Art. L.3211-12-4. du code de la santé publique – L’ordonnance du magistrat du siège du tribunal judiciaire prise en application des articles L.3211-12 ou L.3211-12-1 est susceptible d’appel devant le premier président de la cour d’appel ou son délégué. Le débat est tenu selon les modalités prévues à l’article L.3211-12-2.
L’appel formé à l’encontre de l’ordonnance mentionnée au premier alinéa n’est pas suspensif.
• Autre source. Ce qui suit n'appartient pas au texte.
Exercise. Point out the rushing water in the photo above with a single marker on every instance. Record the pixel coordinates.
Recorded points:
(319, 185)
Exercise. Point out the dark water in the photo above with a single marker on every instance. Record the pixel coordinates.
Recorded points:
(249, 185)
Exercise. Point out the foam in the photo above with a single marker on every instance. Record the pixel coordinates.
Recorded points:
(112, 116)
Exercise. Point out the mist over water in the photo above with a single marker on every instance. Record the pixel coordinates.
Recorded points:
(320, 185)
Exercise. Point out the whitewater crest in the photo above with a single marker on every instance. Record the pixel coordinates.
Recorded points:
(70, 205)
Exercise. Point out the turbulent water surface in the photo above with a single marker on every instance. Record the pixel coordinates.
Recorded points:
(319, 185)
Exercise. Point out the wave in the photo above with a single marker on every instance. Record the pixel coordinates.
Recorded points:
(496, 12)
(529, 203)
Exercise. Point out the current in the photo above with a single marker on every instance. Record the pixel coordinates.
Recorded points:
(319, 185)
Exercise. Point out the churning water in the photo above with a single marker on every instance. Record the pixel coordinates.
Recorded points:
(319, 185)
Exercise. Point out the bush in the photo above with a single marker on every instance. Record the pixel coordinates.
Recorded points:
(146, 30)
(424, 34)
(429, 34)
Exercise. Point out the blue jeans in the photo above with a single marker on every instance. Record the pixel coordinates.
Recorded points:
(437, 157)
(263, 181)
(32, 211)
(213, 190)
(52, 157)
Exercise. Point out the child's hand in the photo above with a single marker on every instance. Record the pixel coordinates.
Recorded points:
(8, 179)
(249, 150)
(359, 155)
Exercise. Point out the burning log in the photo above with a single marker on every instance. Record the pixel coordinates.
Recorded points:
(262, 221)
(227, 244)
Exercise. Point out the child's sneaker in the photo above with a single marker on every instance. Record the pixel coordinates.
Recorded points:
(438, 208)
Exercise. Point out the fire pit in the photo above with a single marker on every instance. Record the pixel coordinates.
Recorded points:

Le premier président de la cour d’appel ou son délégué statue alors à bref délai dans des conditions définies par décret en Conseil d’Etat.
Art. 58 du code de procédure civile – La déclaration d’appel contient à peine de nullité :
1° Pour les personnes physiques : l’indication des noms , prénoms, profession, domicile, nationalité, date et lieu de naissance du demandeur ;
Pour les personnes morales : l’indication de leur forme, leur dénomination, leur siège sociale et de l’organe qui les représente légalement ;
2° L’indication des noms, prénoms et domicile de la personne contre laquelle la demande est formée, ou, s’il s’agit d’une personne morale, de sa dénomination et de son siège social ;
3° L’objet de la demande. Elle est datée et signée.